Successful Applicants for the 1st Round 2017 China Studies Seed-funding Research Grant

Dr Xianbi Huang, Senior Lecturer, School of Humanities and Social Sciences, ASSC

Project Title: Social Networks and Subjective Wellbeing in China: A Qualitative Investigation

Research Project Summary

Remediating social wellbeing is increasingly a major objective of social development set by the United Nations and many countries. Social scientists and policy makers have recognised that people’s family, friendship and other social connections matter for their social wellbeing. However, it remains unclear why networks are important and what kinds of positive and negative effects they might have on subjective wellbeing such as life satisfaction and happiness. Extant research has also been confined to developed countries. This project conducts in-depth interviews to investigate the processes and mechanisms through which social networks affect subjective wellbeing in China, aiming to produce new empirical data, enrich the study of Chinese guanxi networks, and contribute evidence-based findings from the largest developing country to the global academic literature. This project has significant policy implications and provides practical insights to inform governments and community organisations for program design and delivery in areas relating to social wellbeing.
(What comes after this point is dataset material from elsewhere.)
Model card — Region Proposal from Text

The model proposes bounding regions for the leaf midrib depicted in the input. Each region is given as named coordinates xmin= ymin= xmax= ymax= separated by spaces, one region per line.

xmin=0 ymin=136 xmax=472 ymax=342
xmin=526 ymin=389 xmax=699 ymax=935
Dr Jasvir Kaur Nachatar Singh, Early Career Development Fellow, Business School, ASSC

Project Title: Exploration of Employability Experiences of La Trobe Alumni in China

Research Project Summary

International students from China seek international education primarily to add value and improve their employment opportunities. The recent trend shows that Chinese international students are returning to their home country for mainly professional and personal purposes. Little is known about La Trobe alumni’s  employability experiences and employment prospects in China. This project seeks to understand and explore La Trobe alumni employment experiences with a particular focus on how is  human capital (knowledge, skills and know-how) and global citizenship skills are applied in  their workplaces and how alumni are navigating their international networks (social capital) in their positions at workplace when they return home to China. This project will contribute theoretical and empirical understanding of these employment trends, while also providing recommendations to enhance post-repatriation programs, strengthening alumni international networks with Australia and facilitating employability skills of Chinese alumni to match the needs of Chinese employment practices and policies.

(Final approval of this grant is subject to Ethics Committee's approval)
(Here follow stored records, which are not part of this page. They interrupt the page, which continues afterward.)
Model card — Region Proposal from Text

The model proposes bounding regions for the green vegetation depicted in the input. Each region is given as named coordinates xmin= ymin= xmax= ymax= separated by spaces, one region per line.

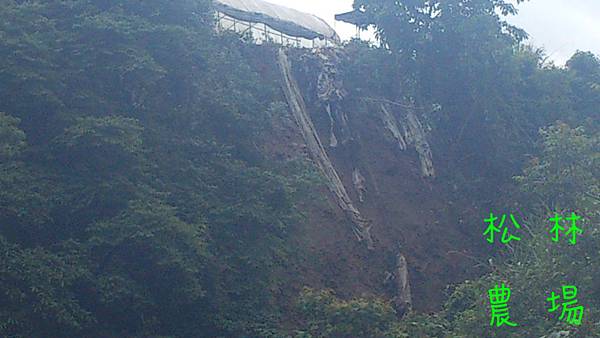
xmin=0 ymin=0 xmax=600 ymax=337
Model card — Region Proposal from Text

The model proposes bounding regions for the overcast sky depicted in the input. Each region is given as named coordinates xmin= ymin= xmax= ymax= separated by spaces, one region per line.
xmin=267 ymin=0 xmax=600 ymax=65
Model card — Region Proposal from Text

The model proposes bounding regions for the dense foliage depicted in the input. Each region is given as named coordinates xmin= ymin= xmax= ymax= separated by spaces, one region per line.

In addition, the following grant was also approved:

CSRC Targeted Seed Funding for Cross-College Interdisciplinary / Multidisciplinary Signature Research Theme Projects (2017)
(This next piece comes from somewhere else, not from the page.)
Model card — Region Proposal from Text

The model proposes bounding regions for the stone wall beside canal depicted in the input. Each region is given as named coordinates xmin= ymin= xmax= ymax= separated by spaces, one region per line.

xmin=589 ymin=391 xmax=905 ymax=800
Dr Ruth Gamble, David Myers Research Fellow, La Trobe University

Dr Samantha Grover, Research Fellow, Department of Animal, Plant and Soil Sciences, La Trobe University

Project Title: Bridging Scientific and Local Knowledge on Tibetan-Plateau Wetlands

Research Project Summary

Most of Asia’s largest rivers descend from the Tibetan Plateau, and almost half of the world’s population lives in its watershed. But this watershed is under threat from climate change and increased human activity. One of the least understood but most valuable parts of this water system is the Tibetan Plateau’s wetlands, which include extensive peatlands. The proposed project will work with government, NGO and industry partners to establish community-based, peatland conservation programs in Sershul County (Ch. 石渠县 Shiqu Xian), Sichuan, China, on the headwaters of the Yangtze River. The researchers developing this program will combine scientific assessments of the region with investigations of its environmental history and sacred geography. This inter-disciplinary approach will establish ways indigenous knowledge about the Plateau can be used as a source of information for scientists and, conversely, as a tool to explain and contextualise scientific and historical data.